One of the most memorable fashion shows was put on by Cos, which picked an open-air courtyard outside the showgrounds for its event. Sending out dancers instead of models, all dressed in the pared-down simplicity that the brand is known for, the new head of Cos, ­Christophe Copin, boldly ignored the usual runway format, and delivered a beautifully ­choreographed dance piece instead. Outstanding.

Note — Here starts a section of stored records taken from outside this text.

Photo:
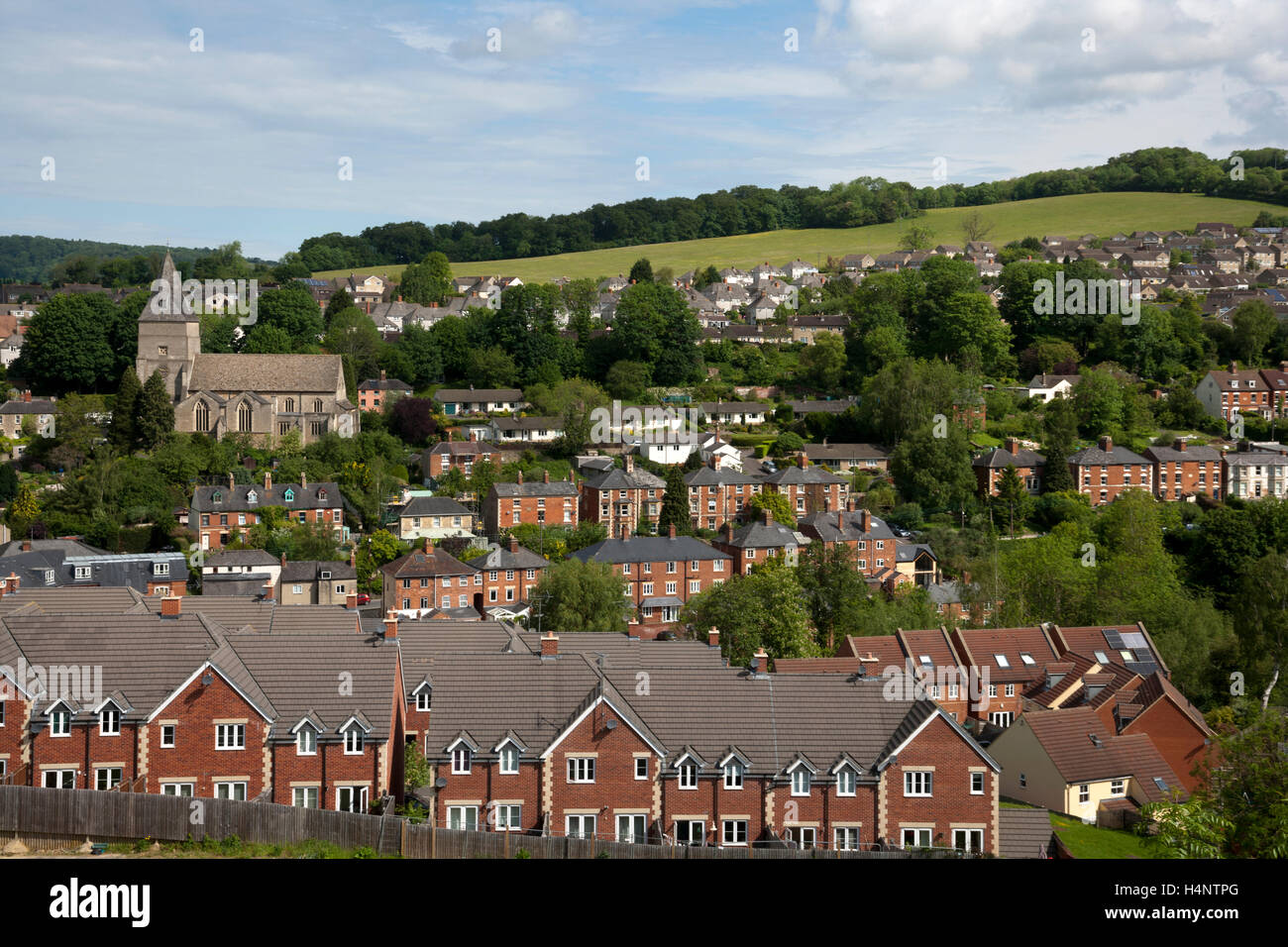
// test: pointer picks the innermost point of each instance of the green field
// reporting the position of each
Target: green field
(1068, 217)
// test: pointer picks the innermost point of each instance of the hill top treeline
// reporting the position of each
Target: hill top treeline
(755, 209)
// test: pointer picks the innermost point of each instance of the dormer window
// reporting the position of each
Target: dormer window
(800, 781)
(353, 741)
(110, 722)
(307, 741)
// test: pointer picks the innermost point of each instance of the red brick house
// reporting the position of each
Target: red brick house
(220, 512)
(660, 574)
(1104, 472)
(1183, 472)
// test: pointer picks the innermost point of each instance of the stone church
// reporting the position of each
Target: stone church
(218, 394)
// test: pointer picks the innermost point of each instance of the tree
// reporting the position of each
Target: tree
(579, 595)
(778, 505)
(761, 609)
(675, 504)
(426, 282)
(1261, 617)
(155, 412)
(934, 471)
(22, 512)
(915, 237)
(412, 419)
(975, 227)
(1012, 492)
(125, 408)
(823, 363)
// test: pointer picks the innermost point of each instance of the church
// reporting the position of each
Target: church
(218, 394)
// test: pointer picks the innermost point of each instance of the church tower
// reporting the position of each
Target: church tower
(168, 338)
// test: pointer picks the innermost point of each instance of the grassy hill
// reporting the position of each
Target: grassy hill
(1103, 214)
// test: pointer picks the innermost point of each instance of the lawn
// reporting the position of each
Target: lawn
(1073, 215)
(1090, 841)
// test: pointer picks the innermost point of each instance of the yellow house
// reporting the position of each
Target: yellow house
(1068, 762)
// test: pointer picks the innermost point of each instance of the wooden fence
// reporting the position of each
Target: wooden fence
(75, 815)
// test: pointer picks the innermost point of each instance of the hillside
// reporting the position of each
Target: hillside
(1103, 214)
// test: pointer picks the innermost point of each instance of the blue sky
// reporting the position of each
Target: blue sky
(243, 141)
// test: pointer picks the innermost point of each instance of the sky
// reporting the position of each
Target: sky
(200, 123)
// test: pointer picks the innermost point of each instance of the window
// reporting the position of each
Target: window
(509, 818)
(355, 799)
(688, 776)
(845, 783)
(307, 742)
(917, 783)
(691, 832)
(580, 826)
(110, 722)
(733, 775)
(59, 723)
(800, 781)
(915, 838)
(509, 759)
(305, 796)
(581, 770)
(631, 828)
(59, 779)
(734, 831)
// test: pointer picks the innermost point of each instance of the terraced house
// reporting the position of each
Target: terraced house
(183, 705)
(227, 509)
(566, 744)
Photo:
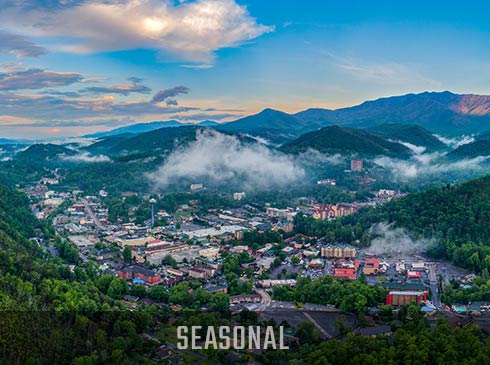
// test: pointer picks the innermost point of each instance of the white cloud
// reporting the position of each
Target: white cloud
(222, 159)
(86, 157)
(456, 141)
(428, 164)
(414, 148)
(191, 31)
(395, 241)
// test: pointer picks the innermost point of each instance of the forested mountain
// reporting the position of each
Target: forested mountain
(441, 112)
(455, 217)
(161, 139)
(51, 314)
(410, 133)
(137, 128)
(104, 144)
(149, 126)
(347, 141)
(43, 152)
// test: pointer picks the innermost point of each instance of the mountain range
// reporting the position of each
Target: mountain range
(335, 139)
(444, 113)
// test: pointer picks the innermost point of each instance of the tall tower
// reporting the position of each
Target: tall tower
(152, 203)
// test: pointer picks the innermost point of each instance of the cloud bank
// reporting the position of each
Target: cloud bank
(395, 241)
(19, 46)
(222, 159)
(86, 157)
(456, 141)
(35, 78)
(191, 31)
(428, 164)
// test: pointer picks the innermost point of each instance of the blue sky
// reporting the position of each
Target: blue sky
(77, 66)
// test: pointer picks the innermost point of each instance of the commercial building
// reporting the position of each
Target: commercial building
(134, 271)
(339, 251)
(406, 297)
(356, 165)
(371, 267)
(332, 211)
(344, 273)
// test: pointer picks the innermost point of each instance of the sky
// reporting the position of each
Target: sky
(73, 67)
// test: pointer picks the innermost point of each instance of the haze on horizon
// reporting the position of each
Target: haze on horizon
(90, 66)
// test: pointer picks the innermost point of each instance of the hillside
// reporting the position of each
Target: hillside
(273, 125)
(471, 150)
(441, 112)
(445, 113)
(410, 133)
(43, 152)
(346, 141)
(159, 139)
(456, 217)
(104, 144)
(148, 127)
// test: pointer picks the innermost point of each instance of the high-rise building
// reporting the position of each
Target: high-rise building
(356, 165)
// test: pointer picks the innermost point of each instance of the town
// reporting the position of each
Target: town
(192, 245)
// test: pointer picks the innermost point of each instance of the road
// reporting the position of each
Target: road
(91, 214)
(434, 287)
(266, 299)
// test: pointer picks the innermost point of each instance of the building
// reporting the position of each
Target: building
(356, 165)
(330, 182)
(174, 272)
(406, 297)
(211, 252)
(385, 193)
(197, 187)
(332, 211)
(201, 272)
(371, 267)
(413, 275)
(317, 263)
(248, 298)
(134, 271)
(338, 251)
(239, 196)
(267, 283)
(285, 214)
(345, 273)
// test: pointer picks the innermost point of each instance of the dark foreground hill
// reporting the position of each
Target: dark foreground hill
(346, 141)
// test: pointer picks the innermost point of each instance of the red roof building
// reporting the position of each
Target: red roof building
(344, 273)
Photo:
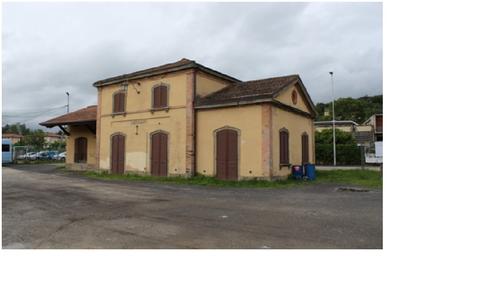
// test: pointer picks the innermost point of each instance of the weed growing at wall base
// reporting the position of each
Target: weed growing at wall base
(361, 178)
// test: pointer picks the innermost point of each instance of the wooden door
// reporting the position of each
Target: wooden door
(305, 148)
(118, 154)
(159, 154)
(227, 154)
(80, 155)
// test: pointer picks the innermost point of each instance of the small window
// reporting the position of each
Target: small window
(160, 96)
(119, 102)
(294, 97)
(284, 160)
(80, 150)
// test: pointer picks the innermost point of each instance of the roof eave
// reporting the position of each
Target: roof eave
(260, 101)
(82, 122)
(127, 77)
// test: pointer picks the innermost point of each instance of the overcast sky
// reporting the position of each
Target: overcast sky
(53, 48)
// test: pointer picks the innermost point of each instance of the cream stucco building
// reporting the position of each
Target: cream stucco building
(182, 119)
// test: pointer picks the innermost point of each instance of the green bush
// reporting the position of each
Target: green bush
(348, 153)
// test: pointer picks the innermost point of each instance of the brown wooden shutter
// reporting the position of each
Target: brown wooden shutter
(119, 103)
(284, 148)
(115, 103)
(163, 96)
(122, 102)
(305, 148)
(221, 154)
(156, 97)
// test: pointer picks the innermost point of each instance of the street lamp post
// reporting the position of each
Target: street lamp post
(67, 105)
(333, 124)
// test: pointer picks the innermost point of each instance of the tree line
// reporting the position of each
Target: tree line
(33, 138)
(357, 110)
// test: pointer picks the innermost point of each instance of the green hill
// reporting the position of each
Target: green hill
(357, 110)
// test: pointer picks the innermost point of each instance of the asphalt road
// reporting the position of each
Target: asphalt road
(43, 208)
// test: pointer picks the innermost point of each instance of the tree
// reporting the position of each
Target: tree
(357, 110)
(16, 128)
(57, 145)
(35, 139)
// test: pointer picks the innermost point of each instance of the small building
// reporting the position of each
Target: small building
(183, 118)
(362, 133)
(14, 138)
(376, 122)
(53, 137)
(343, 125)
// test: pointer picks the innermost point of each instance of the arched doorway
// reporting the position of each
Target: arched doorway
(159, 154)
(227, 154)
(118, 154)
(80, 150)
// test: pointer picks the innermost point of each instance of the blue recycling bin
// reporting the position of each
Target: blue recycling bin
(310, 171)
(297, 172)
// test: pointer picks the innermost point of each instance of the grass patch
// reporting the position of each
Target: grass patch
(197, 180)
(361, 178)
(38, 161)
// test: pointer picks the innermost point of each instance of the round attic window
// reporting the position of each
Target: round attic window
(294, 97)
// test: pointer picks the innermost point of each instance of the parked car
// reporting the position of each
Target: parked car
(31, 156)
(52, 154)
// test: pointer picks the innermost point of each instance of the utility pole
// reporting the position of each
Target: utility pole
(333, 124)
(67, 106)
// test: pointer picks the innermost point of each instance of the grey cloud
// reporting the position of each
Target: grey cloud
(51, 48)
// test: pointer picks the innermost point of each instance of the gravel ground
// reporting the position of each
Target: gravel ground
(44, 208)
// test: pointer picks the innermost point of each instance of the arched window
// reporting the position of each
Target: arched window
(160, 97)
(119, 102)
(305, 148)
(80, 150)
(294, 97)
(284, 152)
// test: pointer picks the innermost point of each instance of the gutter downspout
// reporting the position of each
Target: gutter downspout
(194, 122)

But the highlight of Pitti Uomo actually came courtesy of German leather brand MCM, also showing for the first time in Florence. In a warehouse tucked behind the train ­station, the show began with two male models motionless in the (almost) dark, standing under artificial rain, and when the music kicked in – the hip-hop classic, Rockit by ­Herbie Hancock – the pair leapt into an 1980s-era dance battle.

Street wear with a sporty edge at the MCM snow, one of the highlights at this year's Pitti Uomo event. Courtesy MCM
Street wear with a sporty edge at the MCM snow, one of the highlights at this year's Pitti Uomo event. Courtesy MCM

When this gave way to models, they swept down the runway layered in nylon, as if carved from parachutes. Hooded tops stopped just below the armpits, boxing shorts were pulled over leggings, and wildly baggy trousers were peppered with pockets, all packed under billowing trenches. Supremely well put together, this was street style meets sports tech, with extreme layering that somehow never felt heavy.

Luxe elements came through in feather-covered breastplates and crash helmets, while holdalls were worn as backpacks, and backpacks – the company’s signature – were adorned with pockets and ­patches, almost completely shorn of the dense branding of recent seasons. Most interestingly for a leather house – barely a single piece of it appeared on the runway.

Fun, fresh and invigorating, it was one of the more exciting menswear shows of recent times. As Kim Sung-joo, the founder, chairperson and chief visionary officer of MCM ­Holding says: “This is what the new generations are looking for – to be hands-free. Our brand DNA is the backpack, which is about a global nomad lifestyle. We are looking to millennials and to gen Z, and what they are looking for is freedom.”